Nonetheless, in the absence of elusive empirical evidence, some have considered a uniform concentration of SARS-CoV-2 virus in both saliva and exhaled breath aerosols to estimate transmission risk under various exposure scenarios [47, 48]. Efforts to model transmission risk and infection control effectiveness based on this assumption could result in inaccurate results, but perhaps acceptable enough to support immediate-term public health infection control strategies. Meanwhile, further research about viral load concentration across the aerosol size distribution may enhance the understanding of aerobiology, host-pathogen interaction, and transmission risk.

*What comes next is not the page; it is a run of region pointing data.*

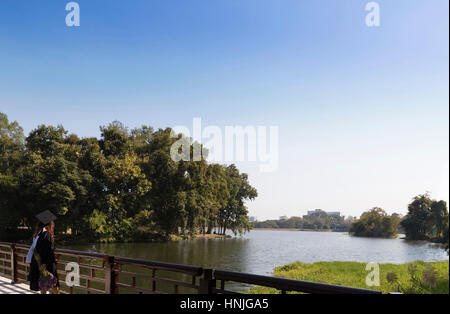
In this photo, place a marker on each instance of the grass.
(353, 274)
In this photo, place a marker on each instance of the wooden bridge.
(106, 274)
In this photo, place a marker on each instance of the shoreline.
(294, 229)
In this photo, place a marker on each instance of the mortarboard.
(46, 217)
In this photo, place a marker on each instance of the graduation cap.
(46, 217)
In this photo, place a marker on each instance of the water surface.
(260, 251)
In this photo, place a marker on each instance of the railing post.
(14, 277)
(207, 283)
(110, 276)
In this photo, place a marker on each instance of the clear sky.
(363, 113)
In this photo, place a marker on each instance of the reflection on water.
(260, 251)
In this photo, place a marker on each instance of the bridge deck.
(7, 288)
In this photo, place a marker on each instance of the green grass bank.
(411, 278)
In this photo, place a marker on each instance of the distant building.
(310, 212)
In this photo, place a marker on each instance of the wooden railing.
(105, 274)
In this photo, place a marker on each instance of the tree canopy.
(122, 187)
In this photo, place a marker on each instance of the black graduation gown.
(46, 250)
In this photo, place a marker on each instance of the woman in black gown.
(44, 255)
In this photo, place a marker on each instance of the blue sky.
(363, 112)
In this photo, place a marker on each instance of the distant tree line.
(376, 223)
(122, 187)
(318, 220)
(427, 219)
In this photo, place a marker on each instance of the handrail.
(195, 270)
(112, 269)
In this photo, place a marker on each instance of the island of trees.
(122, 187)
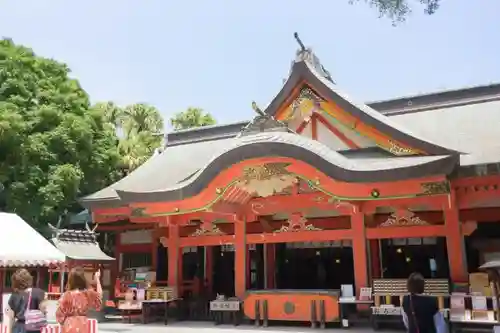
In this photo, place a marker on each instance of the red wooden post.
(173, 256)
(359, 251)
(240, 249)
(455, 243)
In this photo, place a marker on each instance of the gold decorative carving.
(266, 171)
(295, 223)
(266, 180)
(396, 149)
(211, 231)
(164, 241)
(138, 212)
(403, 218)
(434, 188)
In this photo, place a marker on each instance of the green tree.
(398, 10)
(53, 146)
(142, 117)
(192, 117)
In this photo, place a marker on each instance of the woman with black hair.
(421, 312)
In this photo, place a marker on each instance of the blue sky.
(221, 55)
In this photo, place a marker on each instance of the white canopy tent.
(21, 245)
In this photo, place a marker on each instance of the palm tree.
(192, 117)
(112, 113)
(142, 117)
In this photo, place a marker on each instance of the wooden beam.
(296, 203)
(342, 137)
(406, 232)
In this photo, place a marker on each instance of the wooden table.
(148, 304)
(220, 307)
(348, 306)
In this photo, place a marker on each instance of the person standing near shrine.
(78, 299)
(421, 312)
(26, 300)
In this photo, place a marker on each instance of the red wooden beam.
(314, 127)
(303, 125)
(348, 142)
(437, 202)
(406, 232)
(299, 236)
(295, 203)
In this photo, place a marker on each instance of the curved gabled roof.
(308, 69)
(290, 145)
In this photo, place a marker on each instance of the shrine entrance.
(223, 270)
(314, 265)
(403, 256)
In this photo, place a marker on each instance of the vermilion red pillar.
(240, 264)
(375, 258)
(209, 267)
(174, 254)
(455, 246)
(154, 249)
(271, 266)
(248, 268)
(359, 251)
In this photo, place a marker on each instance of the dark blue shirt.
(420, 311)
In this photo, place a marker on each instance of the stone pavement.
(206, 327)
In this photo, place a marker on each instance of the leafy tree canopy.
(54, 147)
(398, 10)
(139, 128)
(192, 117)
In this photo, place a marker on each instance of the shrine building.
(317, 191)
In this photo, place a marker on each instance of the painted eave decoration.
(309, 76)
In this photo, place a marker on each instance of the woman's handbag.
(34, 320)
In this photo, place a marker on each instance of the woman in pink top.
(75, 303)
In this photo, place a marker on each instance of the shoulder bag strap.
(414, 317)
(29, 300)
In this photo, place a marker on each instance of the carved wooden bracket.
(210, 230)
(295, 223)
(164, 241)
(403, 218)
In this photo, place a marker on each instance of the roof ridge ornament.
(307, 55)
(263, 122)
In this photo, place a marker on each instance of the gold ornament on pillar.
(403, 218)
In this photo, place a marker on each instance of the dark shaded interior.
(313, 268)
(399, 260)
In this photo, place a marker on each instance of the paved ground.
(190, 327)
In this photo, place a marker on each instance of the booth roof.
(21, 245)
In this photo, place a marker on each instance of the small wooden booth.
(32, 252)
(81, 249)
(388, 297)
(476, 309)
(318, 307)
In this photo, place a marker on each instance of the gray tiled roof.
(165, 170)
(181, 166)
(79, 245)
(472, 128)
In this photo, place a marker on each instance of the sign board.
(51, 310)
(224, 305)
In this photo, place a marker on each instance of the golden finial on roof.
(297, 38)
(256, 108)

General guidance for SARS-CoV-2 transmission mitigation calls for distancing to help reduce close range aerosol transmission risk, as well as ventilation, filtration, and air disinfection to reduce long range aerosol transmission risk. Assurance of abundant distancing can lead to de-densifying indoor spaces which serves as a measure of source control and works synergistically with ventilation, air flow, and air cleaning strategies to deliver lower levels of pathogen-laden air to occupants. Exposure is influenced by infectious aerosol source strength, number of infectors, number of susceptibles, distance between infectors and susceptibles, time of exposure, and air flow in the room, sources of viral removal or decay through ventilation, filtration, or disinfection (e.g., germicidal UV). Given the multitude of exposure scenarios it is uncertain the extent to which close range versus long range may contribute to transmission among a population with heterogeneous susceptibility, control measures, and levels of adherence to those measures. Studies that evaluate the influence of engineering controls within buildings, assess exposure, and measure infection transmission may offer more direct evidence about the effects of mitigation strategies on the risk of infection and severe disease.